Testicular cancer risk rises with infertility

By Katherine Hobson

11/18/05

Testicular cancer is the most common form of cancer among young men, and it often produces no symptoms. Researchers have now identified a big one: Men who are infertile and have abnormal sperm counts are more than 20 times as likely to have testicular cancer as other men. A team of researchers from NewYork-Presbyterian Hospital/Weill Cornell Medical Center reviewed the records of more than 3,800 men with infertility or abnormal counts and found that 10 had testicular tumors.

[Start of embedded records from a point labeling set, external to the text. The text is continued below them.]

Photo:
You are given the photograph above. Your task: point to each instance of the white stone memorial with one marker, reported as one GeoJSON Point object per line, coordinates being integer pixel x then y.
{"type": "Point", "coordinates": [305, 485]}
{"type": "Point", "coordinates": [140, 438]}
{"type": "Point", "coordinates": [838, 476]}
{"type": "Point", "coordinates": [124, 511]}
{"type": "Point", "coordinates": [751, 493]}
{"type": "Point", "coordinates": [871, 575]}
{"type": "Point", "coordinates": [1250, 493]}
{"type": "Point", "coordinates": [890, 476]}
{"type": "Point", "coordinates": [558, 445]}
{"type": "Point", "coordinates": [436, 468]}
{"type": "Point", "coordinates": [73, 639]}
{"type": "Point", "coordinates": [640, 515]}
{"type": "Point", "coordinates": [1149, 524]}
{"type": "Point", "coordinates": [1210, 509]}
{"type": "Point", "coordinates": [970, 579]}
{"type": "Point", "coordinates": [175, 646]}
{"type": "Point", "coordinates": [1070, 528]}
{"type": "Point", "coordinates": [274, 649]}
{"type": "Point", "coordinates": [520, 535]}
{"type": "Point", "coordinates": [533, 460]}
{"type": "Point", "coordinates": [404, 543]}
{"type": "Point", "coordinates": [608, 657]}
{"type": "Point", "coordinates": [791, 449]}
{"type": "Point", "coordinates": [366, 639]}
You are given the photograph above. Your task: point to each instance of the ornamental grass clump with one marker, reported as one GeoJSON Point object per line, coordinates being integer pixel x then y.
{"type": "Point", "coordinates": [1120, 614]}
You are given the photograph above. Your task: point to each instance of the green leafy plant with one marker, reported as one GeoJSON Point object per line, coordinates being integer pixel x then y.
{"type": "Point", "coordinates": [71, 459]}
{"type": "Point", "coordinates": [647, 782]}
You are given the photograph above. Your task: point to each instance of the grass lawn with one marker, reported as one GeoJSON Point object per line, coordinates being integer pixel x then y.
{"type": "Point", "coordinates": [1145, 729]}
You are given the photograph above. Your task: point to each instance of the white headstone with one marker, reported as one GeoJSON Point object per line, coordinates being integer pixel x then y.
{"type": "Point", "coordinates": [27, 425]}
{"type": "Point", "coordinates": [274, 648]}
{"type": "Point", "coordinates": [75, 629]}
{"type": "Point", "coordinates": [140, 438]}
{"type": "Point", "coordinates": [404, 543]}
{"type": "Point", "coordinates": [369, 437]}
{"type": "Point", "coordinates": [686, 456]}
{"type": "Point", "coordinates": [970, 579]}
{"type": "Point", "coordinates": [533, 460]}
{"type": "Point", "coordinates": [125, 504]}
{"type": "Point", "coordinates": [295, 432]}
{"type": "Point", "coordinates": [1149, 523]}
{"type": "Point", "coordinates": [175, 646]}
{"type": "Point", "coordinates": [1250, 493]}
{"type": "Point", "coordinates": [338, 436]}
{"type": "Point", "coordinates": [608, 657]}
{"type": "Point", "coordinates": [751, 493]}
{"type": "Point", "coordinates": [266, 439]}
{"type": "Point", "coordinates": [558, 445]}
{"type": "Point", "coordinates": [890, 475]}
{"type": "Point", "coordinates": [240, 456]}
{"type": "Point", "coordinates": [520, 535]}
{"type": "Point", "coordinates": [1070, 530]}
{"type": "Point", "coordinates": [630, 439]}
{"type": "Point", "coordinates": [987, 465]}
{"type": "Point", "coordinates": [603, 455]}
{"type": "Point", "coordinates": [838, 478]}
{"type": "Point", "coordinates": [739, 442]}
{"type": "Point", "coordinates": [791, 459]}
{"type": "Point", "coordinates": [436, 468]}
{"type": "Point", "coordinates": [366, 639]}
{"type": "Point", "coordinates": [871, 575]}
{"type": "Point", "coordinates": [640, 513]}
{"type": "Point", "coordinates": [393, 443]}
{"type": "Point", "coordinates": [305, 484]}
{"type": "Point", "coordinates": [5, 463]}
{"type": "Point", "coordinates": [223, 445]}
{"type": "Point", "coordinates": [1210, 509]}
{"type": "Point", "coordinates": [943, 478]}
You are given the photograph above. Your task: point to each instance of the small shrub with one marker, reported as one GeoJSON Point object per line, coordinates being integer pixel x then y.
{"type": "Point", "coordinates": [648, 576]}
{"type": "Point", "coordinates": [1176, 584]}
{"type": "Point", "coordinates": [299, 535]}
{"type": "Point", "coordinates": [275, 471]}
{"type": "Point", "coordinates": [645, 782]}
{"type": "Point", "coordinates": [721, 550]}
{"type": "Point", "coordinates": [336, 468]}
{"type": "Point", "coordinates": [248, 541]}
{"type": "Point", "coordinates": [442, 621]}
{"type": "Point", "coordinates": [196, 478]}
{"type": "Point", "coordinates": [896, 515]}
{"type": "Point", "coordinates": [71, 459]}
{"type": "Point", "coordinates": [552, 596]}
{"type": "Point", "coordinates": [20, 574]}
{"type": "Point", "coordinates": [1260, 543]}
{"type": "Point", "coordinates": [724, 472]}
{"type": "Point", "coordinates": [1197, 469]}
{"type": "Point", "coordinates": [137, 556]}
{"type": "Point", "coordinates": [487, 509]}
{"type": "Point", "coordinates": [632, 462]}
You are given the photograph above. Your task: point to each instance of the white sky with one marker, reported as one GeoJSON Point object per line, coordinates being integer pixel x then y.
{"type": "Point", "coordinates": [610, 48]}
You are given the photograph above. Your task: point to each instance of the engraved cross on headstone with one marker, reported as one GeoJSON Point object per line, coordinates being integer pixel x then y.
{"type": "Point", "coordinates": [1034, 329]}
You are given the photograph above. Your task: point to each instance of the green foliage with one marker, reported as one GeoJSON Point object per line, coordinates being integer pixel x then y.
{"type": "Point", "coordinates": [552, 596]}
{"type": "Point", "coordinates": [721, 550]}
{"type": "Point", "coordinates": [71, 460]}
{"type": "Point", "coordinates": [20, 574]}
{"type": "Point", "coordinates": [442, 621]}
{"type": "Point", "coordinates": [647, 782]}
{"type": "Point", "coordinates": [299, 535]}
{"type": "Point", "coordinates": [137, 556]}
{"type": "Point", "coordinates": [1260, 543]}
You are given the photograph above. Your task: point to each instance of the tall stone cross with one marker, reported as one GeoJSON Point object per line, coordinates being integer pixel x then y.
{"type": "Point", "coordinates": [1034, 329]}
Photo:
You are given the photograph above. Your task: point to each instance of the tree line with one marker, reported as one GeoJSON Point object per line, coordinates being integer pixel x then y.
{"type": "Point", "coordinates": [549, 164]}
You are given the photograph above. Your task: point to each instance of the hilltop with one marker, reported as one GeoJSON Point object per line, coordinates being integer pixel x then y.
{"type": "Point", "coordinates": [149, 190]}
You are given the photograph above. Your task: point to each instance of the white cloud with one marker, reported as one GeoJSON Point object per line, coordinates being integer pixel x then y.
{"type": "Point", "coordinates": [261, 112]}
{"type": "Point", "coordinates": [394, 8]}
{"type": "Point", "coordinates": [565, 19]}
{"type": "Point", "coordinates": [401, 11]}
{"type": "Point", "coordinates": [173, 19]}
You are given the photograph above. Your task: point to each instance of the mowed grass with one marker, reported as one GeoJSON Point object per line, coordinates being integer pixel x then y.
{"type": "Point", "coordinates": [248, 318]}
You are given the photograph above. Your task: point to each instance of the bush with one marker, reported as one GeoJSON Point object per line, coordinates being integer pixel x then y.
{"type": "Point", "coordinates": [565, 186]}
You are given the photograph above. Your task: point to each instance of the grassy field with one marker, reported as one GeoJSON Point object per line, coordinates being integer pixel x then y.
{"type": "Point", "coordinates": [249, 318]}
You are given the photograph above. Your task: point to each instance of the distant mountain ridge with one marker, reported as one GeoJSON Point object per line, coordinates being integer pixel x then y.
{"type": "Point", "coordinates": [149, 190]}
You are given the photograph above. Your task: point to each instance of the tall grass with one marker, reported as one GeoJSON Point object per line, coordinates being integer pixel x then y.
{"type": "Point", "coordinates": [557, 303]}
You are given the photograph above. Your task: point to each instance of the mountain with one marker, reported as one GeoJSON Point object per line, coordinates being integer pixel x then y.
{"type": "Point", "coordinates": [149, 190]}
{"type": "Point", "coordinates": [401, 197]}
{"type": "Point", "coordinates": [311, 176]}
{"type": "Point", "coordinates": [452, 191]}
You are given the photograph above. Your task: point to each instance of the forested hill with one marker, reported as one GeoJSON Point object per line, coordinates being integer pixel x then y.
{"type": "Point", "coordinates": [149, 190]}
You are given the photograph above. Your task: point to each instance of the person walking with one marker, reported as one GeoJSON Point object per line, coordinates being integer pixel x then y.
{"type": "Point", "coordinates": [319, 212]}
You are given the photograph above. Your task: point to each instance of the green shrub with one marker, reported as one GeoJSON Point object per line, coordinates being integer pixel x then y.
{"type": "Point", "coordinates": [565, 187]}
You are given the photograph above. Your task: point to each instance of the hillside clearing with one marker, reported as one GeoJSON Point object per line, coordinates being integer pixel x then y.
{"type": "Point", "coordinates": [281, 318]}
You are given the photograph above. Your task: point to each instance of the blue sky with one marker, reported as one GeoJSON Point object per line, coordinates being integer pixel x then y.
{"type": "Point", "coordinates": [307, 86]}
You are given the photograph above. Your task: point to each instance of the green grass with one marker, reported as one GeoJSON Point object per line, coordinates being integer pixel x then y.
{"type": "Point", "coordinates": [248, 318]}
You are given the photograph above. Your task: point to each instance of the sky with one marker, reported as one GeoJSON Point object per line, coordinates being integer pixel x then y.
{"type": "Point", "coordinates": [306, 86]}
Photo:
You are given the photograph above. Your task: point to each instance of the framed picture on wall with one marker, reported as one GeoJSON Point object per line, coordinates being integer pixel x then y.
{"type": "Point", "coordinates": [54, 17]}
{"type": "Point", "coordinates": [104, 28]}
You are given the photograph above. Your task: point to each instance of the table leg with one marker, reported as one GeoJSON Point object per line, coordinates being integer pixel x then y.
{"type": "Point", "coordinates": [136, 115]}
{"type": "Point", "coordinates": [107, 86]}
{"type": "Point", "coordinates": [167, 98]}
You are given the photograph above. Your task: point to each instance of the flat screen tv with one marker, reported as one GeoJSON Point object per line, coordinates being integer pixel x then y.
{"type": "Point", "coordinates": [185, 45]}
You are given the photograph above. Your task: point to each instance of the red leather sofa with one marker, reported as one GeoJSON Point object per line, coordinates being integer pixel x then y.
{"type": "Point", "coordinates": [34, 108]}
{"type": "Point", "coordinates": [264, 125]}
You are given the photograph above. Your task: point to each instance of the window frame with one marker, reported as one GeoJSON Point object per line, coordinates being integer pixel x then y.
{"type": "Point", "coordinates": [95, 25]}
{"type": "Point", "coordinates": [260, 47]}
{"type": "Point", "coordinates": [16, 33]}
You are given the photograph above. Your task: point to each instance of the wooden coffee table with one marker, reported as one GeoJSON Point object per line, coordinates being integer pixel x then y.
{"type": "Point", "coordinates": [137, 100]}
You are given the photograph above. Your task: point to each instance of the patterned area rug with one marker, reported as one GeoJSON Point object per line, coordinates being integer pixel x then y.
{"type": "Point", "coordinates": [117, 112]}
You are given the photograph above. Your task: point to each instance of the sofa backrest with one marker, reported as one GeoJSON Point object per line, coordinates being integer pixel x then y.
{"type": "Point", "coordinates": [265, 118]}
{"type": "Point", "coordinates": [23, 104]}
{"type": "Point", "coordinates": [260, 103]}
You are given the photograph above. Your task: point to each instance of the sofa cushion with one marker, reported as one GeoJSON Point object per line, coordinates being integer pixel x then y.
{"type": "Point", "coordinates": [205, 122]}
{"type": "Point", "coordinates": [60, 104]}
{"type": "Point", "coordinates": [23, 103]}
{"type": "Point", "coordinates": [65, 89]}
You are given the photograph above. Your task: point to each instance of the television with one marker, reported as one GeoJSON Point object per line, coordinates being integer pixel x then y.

Eight of the men had no other risk factors for the disease, according to the study, which appeared in the November issue of the Journal of Urology. Two had a history of at least one undescended testicle, known to be a risk factor for testicular cancer. Even excluding those two men, the risk was still more than 18 times higher than among other men. All of the tumors were the same kind, a type known as a seminoma, which usually makes up about half of testicular cancers.

Those figures mean that the odds of finding testicular cancer in an infertile man are about 1 in 500, the study says. That sounds small, but the odds are great enough that men who have an abnormal sperm count or are infertile should be referred to a urologist for examination and possible ultrasound screening, says lead author Marc Goldstein, surgeon in chief of male reproductive medicine and surgery at the medical center. (As a comparison, regular mammograms are recommended for women over 40 though the odds of finding breast cancer are just 1 in 1,438.) The recommendation for referral holds true even if the couple's infertility can be solved using IVF or other methods, says Goldstein. In an editorial accompanying the study, Raymond Costabile, a urologist at the University of Virginia, recommends these men also perform regular testicular self-examinations.

Researchers still don't know why male infertility is associated with testicular cancer but suspect some kind of underlying genetic predisposition to both abnormal sperm characteristics and testicular tumors.